Silence settled over them like dust. The fire sputtered, then flared, as if mocking the uncertainty that bound them.

From the edge of the circle, Lyra looked up from where she had been quietly tending to the flames. Her face was soft, her voice gentle when she spoke, though beneath her eyes lingered a secret weight.

"Sometimes," she said, "it isn't about who is guilty or innocent. Sometimes… it's about who is left standing when all the choices are gone."

Maeve's gaze flicked to her, narrowing. "That's a grim thought."

"It's a true one," Lyra answered, almost wistfully. Her hands folded neatly in her lap, yet her mind was elsewhere—back in the stone hall where she had overheard the Nightscythe's whisper. Victory wishes to see you too.

The words still coiled like a serpent in her memory. She had not told them. Could not tell them. To reveal the Goddess of Victory's chains now would unravel too much, too soon. The party was fragile, their trust brittle. No—this secret she would hold, until the moment when its revelation would serve her cause… or her masters.

Seralyn broke the silence with a sudden sharpness, her gaze darting to the shadows at the far end of the ruined hall.

"Someone is watching."

The group stiffened instantly. Kaelen was on his feet, sword half-drawn, Maeve's blades flashing in her hands, Rhess whispering an incantation under his breath. Only Lyra remained perfectly still, her wide eyes feigning surprise while her heart beat steady and knowing.

Kaelen scanned the darkness, his senses straining. "Where?"

"There," Seralyn whispered, pointing toward a shattered pillar draped in vines. The firelight did not reach so far, and the shadows there were thicker, heavier—almost alive.

But when Kaelen stepped forward, steel ready, the presence receded like mist.

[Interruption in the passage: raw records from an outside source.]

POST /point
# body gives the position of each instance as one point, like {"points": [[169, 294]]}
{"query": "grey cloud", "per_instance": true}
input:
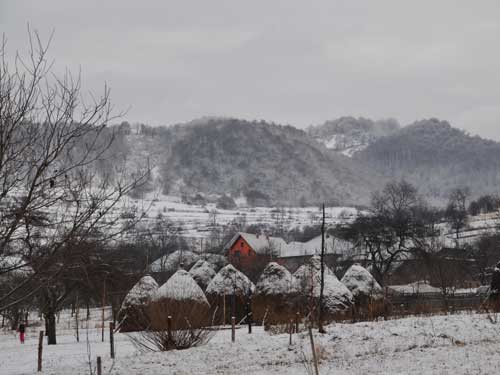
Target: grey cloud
{"points": [[288, 61]]}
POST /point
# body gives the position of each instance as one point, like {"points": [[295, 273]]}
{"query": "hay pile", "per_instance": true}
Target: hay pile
{"points": [[132, 314], [338, 300], [275, 298], [229, 294]]}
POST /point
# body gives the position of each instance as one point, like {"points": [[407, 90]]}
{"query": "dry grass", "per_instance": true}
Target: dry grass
{"points": [[174, 325]]}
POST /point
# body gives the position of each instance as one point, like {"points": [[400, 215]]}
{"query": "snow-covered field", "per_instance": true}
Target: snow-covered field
{"points": [[198, 220], [454, 344]]}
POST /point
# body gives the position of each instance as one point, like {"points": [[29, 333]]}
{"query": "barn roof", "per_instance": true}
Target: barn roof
{"points": [[259, 243]]}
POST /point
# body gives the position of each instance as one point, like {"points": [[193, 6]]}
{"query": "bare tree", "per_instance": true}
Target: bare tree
{"points": [[398, 223], [51, 138]]}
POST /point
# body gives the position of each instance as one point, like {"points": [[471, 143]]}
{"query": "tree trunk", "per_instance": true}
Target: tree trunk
{"points": [[50, 324]]}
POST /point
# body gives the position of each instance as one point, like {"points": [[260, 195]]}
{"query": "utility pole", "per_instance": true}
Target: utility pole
{"points": [[322, 281]]}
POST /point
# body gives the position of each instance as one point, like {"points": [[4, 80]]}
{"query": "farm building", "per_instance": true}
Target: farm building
{"points": [[246, 249]]}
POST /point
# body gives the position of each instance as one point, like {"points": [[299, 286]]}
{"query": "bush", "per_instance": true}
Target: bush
{"points": [[188, 326]]}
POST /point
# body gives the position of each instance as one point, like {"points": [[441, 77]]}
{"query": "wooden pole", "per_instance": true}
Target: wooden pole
{"points": [[103, 304], [40, 348], [77, 312], [111, 340], [169, 329], [322, 280], [233, 329], [315, 360], [99, 366], [224, 313]]}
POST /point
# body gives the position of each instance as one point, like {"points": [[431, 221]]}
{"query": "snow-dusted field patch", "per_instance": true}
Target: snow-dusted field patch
{"points": [[457, 344]]}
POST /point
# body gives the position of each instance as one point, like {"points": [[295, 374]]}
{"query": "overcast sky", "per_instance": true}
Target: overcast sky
{"points": [[296, 62]]}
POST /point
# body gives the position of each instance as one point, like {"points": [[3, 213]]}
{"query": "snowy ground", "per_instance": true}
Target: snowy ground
{"points": [[457, 344]]}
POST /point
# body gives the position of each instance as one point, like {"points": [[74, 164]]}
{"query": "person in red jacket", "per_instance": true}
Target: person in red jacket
{"points": [[22, 330]]}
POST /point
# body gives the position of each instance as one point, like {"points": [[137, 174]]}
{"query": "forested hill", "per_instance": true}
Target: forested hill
{"points": [[348, 135], [266, 163], [436, 158]]}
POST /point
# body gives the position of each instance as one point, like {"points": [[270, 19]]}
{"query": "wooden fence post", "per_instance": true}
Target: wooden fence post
{"points": [[314, 352], [99, 366], [233, 328], [40, 348], [111, 339]]}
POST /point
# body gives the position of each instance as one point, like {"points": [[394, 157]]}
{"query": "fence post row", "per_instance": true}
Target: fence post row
{"points": [[233, 329], [40, 348]]}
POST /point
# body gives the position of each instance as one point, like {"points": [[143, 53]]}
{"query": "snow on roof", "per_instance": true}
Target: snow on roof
{"points": [[333, 245], [336, 295], [259, 242], [180, 287], [15, 265], [276, 280], [361, 282], [141, 292], [202, 272], [171, 262], [230, 281], [418, 287]]}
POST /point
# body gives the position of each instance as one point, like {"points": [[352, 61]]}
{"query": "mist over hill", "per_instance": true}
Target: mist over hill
{"points": [[269, 164], [263, 162], [348, 135], [436, 157]]}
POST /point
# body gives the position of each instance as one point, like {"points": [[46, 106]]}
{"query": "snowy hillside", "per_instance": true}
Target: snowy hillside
{"points": [[348, 135]]}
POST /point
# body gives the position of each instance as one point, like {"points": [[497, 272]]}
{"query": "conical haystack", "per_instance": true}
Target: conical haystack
{"points": [[229, 294], [182, 299], [275, 297], [202, 272], [362, 284], [337, 299], [368, 294], [132, 314]]}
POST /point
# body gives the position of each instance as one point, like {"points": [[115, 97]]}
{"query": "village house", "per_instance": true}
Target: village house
{"points": [[245, 249]]}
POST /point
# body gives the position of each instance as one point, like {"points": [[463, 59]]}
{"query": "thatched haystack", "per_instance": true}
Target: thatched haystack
{"points": [[167, 265], [275, 298], [338, 300], [229, 294], [132, 314], [182, 299], [202, 272], [362, 284], [368, 294]]}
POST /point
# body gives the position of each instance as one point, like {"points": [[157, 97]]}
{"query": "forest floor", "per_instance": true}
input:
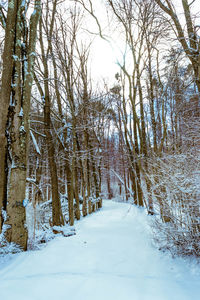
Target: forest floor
{"points": [[111, 257]]}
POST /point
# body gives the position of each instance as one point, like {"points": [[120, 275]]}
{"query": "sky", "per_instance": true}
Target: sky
{"points": [[105, 54]]}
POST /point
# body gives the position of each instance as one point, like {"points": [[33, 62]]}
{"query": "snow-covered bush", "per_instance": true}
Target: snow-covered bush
{"points": [[176, 194]]}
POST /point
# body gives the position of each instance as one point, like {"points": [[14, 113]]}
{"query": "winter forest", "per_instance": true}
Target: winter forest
{"points": [[81, 149]]}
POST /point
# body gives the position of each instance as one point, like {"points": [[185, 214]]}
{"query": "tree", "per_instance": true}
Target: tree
{"points": [[188, 38], [17, 77]]}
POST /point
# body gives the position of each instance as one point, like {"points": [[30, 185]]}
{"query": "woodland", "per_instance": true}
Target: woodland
{"points": [[67, 143]]}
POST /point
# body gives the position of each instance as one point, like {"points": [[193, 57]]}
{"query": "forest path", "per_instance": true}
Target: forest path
{"points": [[110, 258]]}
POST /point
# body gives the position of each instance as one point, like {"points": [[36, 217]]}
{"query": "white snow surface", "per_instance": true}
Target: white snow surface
{"points": [[111, 257]]}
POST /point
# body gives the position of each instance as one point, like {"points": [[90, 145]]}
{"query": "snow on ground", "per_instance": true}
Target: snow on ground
{"points": [[110, 258]]}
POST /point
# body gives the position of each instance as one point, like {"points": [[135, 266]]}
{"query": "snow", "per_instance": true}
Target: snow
{"points": [[111, 257]]}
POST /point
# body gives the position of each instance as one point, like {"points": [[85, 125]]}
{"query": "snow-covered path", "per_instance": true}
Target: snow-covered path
{"points": [[110, 258]]}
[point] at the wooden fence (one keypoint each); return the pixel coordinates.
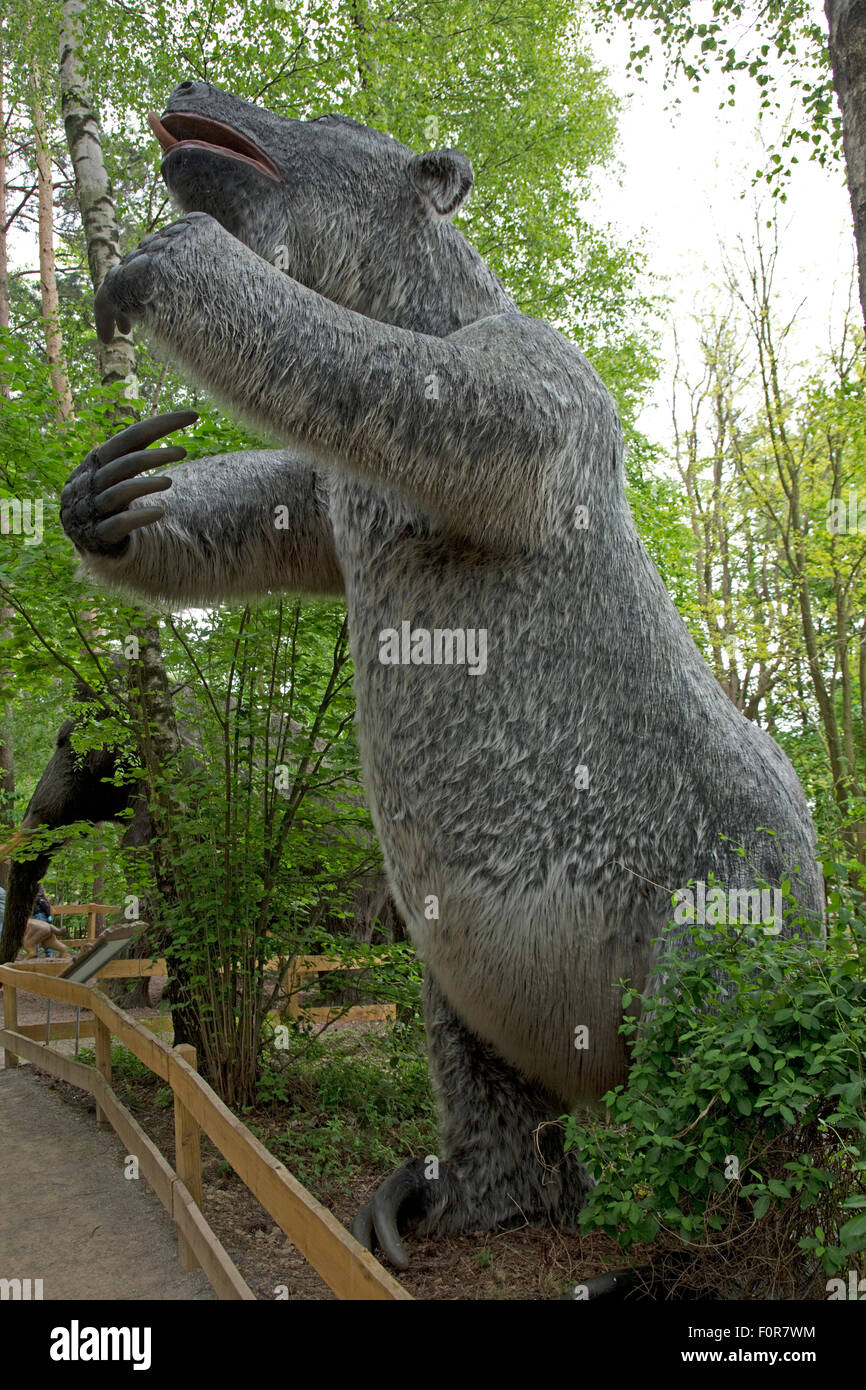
(91, 909)
(348, 1269)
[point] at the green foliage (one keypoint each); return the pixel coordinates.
(744, 1115)
(781, 49)
(355, 1101)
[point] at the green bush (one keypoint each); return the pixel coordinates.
(355, 1101)
(740, 1136)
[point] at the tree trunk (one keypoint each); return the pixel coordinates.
(4, 388)
(47, 266)
(847, 22)
(92, 189)
(7, 769)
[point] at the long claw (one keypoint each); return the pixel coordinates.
(145, 432)
(378, 1221)
(117, 528)
(124, 492)
(129, 464)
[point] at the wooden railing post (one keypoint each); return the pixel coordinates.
(186, 1154)
(103, 1064)
(10, 1019)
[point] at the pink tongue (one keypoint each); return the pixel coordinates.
(164, 136)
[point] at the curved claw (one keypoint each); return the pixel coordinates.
(116, 498)
(129, 464)
(118, 527)
(145, 432)
(378, 1221)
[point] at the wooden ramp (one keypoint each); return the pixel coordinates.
(349, 1271)
(68, 1216)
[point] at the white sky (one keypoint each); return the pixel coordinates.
(684, 170)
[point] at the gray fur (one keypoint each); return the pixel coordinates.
(456, 512)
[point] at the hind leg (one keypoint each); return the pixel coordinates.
(501, 1161)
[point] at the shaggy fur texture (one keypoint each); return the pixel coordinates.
(442, 445)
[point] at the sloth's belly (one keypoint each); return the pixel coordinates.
(538, 980)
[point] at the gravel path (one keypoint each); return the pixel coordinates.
(68, 1215)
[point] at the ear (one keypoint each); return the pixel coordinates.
(444, 178)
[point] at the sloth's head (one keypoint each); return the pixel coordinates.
(346, 210)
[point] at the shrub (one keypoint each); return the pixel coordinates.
(737, 1146)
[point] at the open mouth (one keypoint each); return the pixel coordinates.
(184, 129)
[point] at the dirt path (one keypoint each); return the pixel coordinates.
(68, 1215)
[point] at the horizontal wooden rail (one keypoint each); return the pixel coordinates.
(156, 1171)
(348, 1269)
(303, 970)
(113, 970)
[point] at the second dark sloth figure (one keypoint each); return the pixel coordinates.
(451, 464)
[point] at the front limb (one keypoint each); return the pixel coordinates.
(478, 430)
(228, 526)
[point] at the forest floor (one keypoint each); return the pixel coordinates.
(524, 1264)
(67, 1218)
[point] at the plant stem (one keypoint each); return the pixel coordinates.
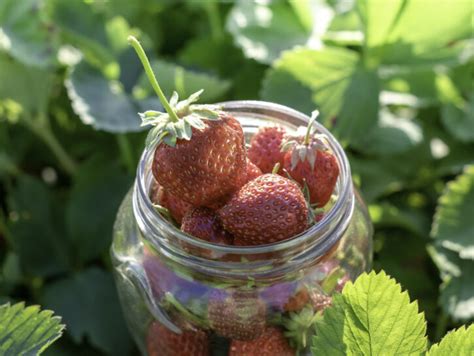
(212, 10)
(307, 137)
(151, 77)
(441, 326)
(126, 152)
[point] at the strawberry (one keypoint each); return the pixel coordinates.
(200, 151)
(161, 341)
(271, 343)
(264, 149)
(240, 315)
(267, 209)
(176, 207)
(204, 224)
(308, 161)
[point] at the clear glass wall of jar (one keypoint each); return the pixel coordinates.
(170, 282)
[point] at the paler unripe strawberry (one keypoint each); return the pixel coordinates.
(238, 315)
(267, 209)
(271, 343)
(161, 341)
(204, 224)
(308, 161)
(200, 150)
(264, 150)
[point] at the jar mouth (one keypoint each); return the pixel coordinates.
(320, 236)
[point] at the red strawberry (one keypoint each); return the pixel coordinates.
(177, 207)
(163, 342)
(204, 224)
(264, 148)
(200, 150)
(271, 343)
(240, 315)
(267, 209)
(308, 161)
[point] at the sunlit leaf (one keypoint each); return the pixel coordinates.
(25, 33)
(263, 31)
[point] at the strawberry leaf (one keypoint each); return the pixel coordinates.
(452, 227)
(27, 331)
(371, 317)
(457, 342)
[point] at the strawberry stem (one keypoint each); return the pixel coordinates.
(314, 115)
(151, 77)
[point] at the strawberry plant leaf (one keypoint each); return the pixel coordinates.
(185, 82)
(344, 92)
(390, 38)
(263, 31)
(456, 342)
(390, 135)
(28, 86)
(27, 330)
(452, 226)
(96, 194)
(100, 102)
(36, 215)
(372, 316)
(24, 33)
(90, 308)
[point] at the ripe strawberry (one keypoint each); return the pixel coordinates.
(177, 207)
(161, 341)
(264, 148)
(200, 150)
(267, 209)
(271, 343)
(240, 315)
(307, 160)
(204, 224)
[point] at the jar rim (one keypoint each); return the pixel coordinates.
(337, 217)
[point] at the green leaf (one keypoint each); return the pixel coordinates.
(97, 191)
(263, 31)
(460, 120)
(33, 223)
(89, 305)
(24, 33)
(390, 37)
(29, 87)
(27, 331)
(100, 102)
(452, 226)
(344, 92)
(456, 342)
(371, 317)
(185, 82)
(391, 135)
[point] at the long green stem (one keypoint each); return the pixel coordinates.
(151, 77)
(307, 137)
(126, 152)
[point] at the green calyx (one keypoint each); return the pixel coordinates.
(180, 116)
(307, 148)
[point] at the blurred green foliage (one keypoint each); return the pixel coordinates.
(393, 81)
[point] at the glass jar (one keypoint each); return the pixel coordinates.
(170, 283)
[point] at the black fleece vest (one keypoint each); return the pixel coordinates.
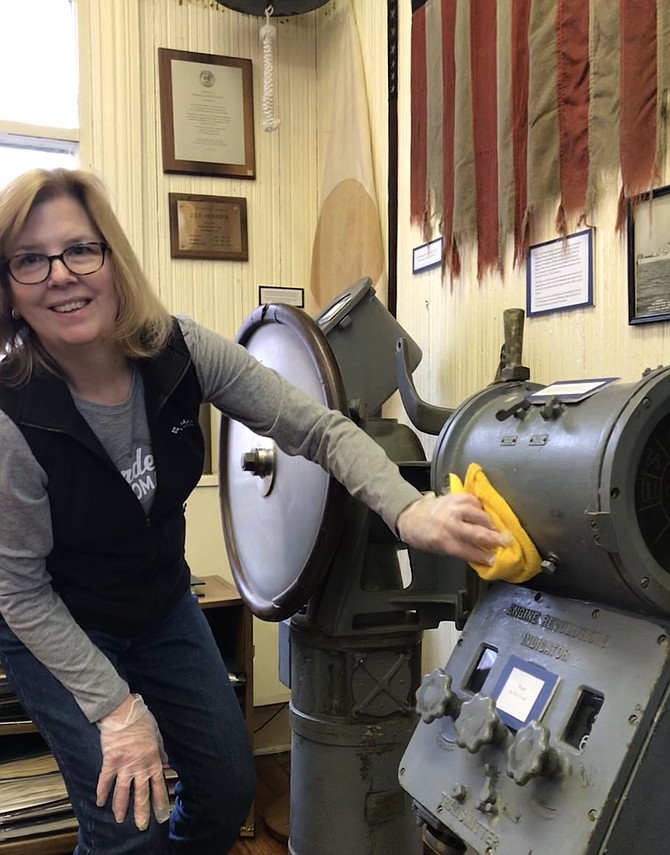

A faint scraping sound, like claws against stone, echoed once… then silence.

Maeve swore under her breath. "We're being followed."

"By Vorath?" Rhess asked.

"Or worse," Seralyn muttered. Her eyes narrowed, and her hand hovered close to her bow. "Whatever it is, it's patient. Watching. Waiting."

Kaelen lowered his sword, though unease clung to him like a second skin. "Then let it watch. We'll be ready."

Yet when dawn's grey light spilled across the ruins, Seralyn found something that made her pause. At the base of the shattered pillar where the presence had lingered, faintly scratched into the stone, was a sigil—an angular spiral that pulsed faintly with residual energy, as though it had been etched by something more than claw or steel.

She crouched, tracing it with her fingers. The lines bit at her skin, cold and sharp. "This… this isn't Vorath's work. Nor the gods'."

Maeve knelt beside her, frowning. "Then whose mark is it?"

Seralyn shook her head. "I don't know. But it's a warning. Or a claim."

Neither of them saw Lyra stiffen as she tied her cloak. She knew that mark. It belonged not to Vorath or the gods, but to her hidden order. A guardian had been watching. And now it had left its trace.

She schooled her face into feigned confusion when Kaelen joined them, but in her heart she knew this meant her masters' gaze was fixed sharply upon the path ahead.

Far away, in the black heart of his fortress, Vorath was even then walking toward the cells where his prisoners waited—the Archivist and the shackled Goddess of Victory. His generals' efforts had failed, their whispers yielding little. Soon, he decided, he would pry the truth from them himself.

But not before giving another her chance.